The Maltese lawyer Pio Valletta has been ordered to pay €300,000 in compensation to the widow of Kazakh oligarch Rakhat Aliyev, Elnara Shorazova. He had served as the couple’s lawyer when they lived in Malta. Aliyev died in an Austrian jail cell in 2015 in what was deemed to be a suicide. In her court case, Shorazova recalled that she had transferred €2.4m to Valletta in 2010, with instructions that it should be deposited in a bank account in the name of A&P Power Ltd, a offshore company.
Elnara Shorazova and her husband had not yet been named as beneficiaries of the company, and in the following year, it was discovered that Pio Valletta had only deposited €2.2 million. He claimed that the missing €200,000 were his fees.
Eventually, another €700,000 disappeared. Without presenting any invoices, Pio Valletta claimed that these were also professional fees he was charging. So with a total of €900,000 not being returned to Elnara Shorazova, she filed criminal charges against Pio Valletta. The lawyer struck a deal with Shorazova whereby he agreed to return €600,000, and she will not testify at the criminal proceedings.
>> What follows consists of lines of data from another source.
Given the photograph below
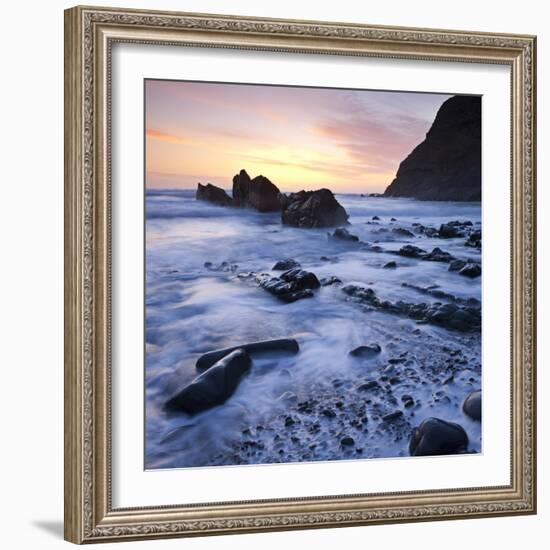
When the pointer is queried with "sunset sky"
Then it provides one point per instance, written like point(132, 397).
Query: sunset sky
point(300, 138)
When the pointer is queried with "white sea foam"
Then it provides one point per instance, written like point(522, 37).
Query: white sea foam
point(191, 309)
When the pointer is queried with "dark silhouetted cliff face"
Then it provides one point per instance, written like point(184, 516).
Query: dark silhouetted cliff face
point(446, 166)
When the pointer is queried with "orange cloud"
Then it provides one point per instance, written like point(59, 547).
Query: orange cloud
point(164, 136)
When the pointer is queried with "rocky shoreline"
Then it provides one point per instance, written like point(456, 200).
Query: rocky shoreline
point(350, 413)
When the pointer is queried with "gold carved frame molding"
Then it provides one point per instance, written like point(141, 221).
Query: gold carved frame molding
point(89, 35)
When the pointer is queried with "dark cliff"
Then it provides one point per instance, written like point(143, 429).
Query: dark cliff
point(447, 164)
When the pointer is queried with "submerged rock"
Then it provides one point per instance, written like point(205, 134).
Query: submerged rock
point(294, 284)
point(471, 270)
point(402, 232)
point(472, 405)
point(259, 193)
point(329, 281)
point(392, 416)
point(344, 235)
point(456, 265)
point(285, 265)
point(211, 193)
point(450, 231)
point(301, 279)
point(411, 251)
point(366, 352)
point(313, 209)
point(281, 344)
point(438, 255)
point(213, 387)
point(447, 164)
point(437, 437)
point(474, 239)
point(464, 318)
point(284, 291)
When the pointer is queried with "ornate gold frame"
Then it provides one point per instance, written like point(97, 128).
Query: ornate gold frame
point(89, 34)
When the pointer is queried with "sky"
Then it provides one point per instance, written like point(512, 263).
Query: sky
point(350, 141)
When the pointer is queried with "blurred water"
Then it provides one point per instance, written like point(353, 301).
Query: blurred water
point(191, 309)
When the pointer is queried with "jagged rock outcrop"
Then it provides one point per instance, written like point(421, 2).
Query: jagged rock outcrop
point(211, 193)
point(447, 164)
point(259, 193)
point(313, 209)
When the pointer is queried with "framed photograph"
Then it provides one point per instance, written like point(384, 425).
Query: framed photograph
point(300, 274)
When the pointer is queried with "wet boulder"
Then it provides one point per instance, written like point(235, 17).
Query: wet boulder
point(284, 291)
point(437, 437)
point(343, 234)
point(311, 209)
point(472, 405)
point(301, 279)
point(213, 194)
point(438, 255)
point(411, 251)
point(264, 346)
point(474, 239)
point(456, 265)
point(402, 232)
point(259, 193)
point(285, 265)
point(329, 281)
point(294, 284)
point(213, 387)
point(470, 270)
point(366, 352)
point(450, 231)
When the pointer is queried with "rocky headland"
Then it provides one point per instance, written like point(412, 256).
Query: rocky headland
point(446, 166)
Shorazova agreed, and Pio Valletta was acquitted of the criminal charges.
She later filed a case to ask the court to enforce the private agreement through which she would have forfeited €300,000 of the global amount if the lawyer paid her €600,000 within a stipulated time frame.
Justice Robert Mangion heard how the two had signed a deed in 2012 to recoup the sum of €900,000, payable in installments between July 2013 and July 2018. According to this pact, Shorazova undertook to waive the remaining €300,000.
Shorazova filed a fresh lawsuit alleging that Pio Valletta was not punctual in the agreed payments, with the consequence that it necessitated triggering the clause regarding the waiver of the sum of €300,000 from the total sum of €900,000.
Pio Valletta hit back, saying that his interpretation of the agreement was that if the repayments were not paid according to the stipulated dates, the amount of €300,000 would be paid to him as payment for his professional services.
But Justice Mangion rubbished this line of defense, saying that Valletta had not brought any evidence of professional fees due to him.
He noted that according to the agreement, “in the event that the defendant makes all the payments on account of the Settlement Sum as contemplated in clause 4.1 and 4.2 and punctually (meaning by not later than 5pm Malta time on each payment date), the claimant shall renounce to the remaining part of the Settlement Sum due in the sum of €300,000 and provide the defendant with a full and final receipt in respect of the Settlement Sum.”
Justice Mangion observed that while Valletta admitted to being late in some of the payments, some of them with the permission of Shorazova, at no point was he ever asked to pay more than those stipulated repayments. However, the justice noted that contrary to Valletta’s claim, it was not true that the late payments had the consent of Shorazova but had been Valletta’s “unilateral decision.”
Justice Mangion, therefore, ordered Valletta to pay Shorazova the €300,000 she was due for non-observance of the repayment terms.
The banking transactions occurred via the Bank of Valletta, Malta’s largest bank, led by Gordon Cordina. The bank is supposed to be supervised by MFSA and FIAU. The Malta Chamber of Advocates has so far remained silent on this extraordinary case.
About Rakhat Aliyev
Elnara Shorazova is the widow of Rakhat Aliyev, who had previously been married to the daughter of Nursultan Nazarbayev, President of Kazakhstan from 1991 to 2019. Political tensions arose between him and his former father-in-law, leading to a warrant being issued for his arrest, and he was forced to flee.
Aliyev married Shorazova in 2009, they lived in Malta until 2013.
Aliyev died in prison in Austria in 2015 while awaiting trial on charges of kidnapping and murdering two Kazakh bankers after having expressed fear that his life was in danger from Kazakhstan’s secret police. Aliyev was posthumously found not guilty.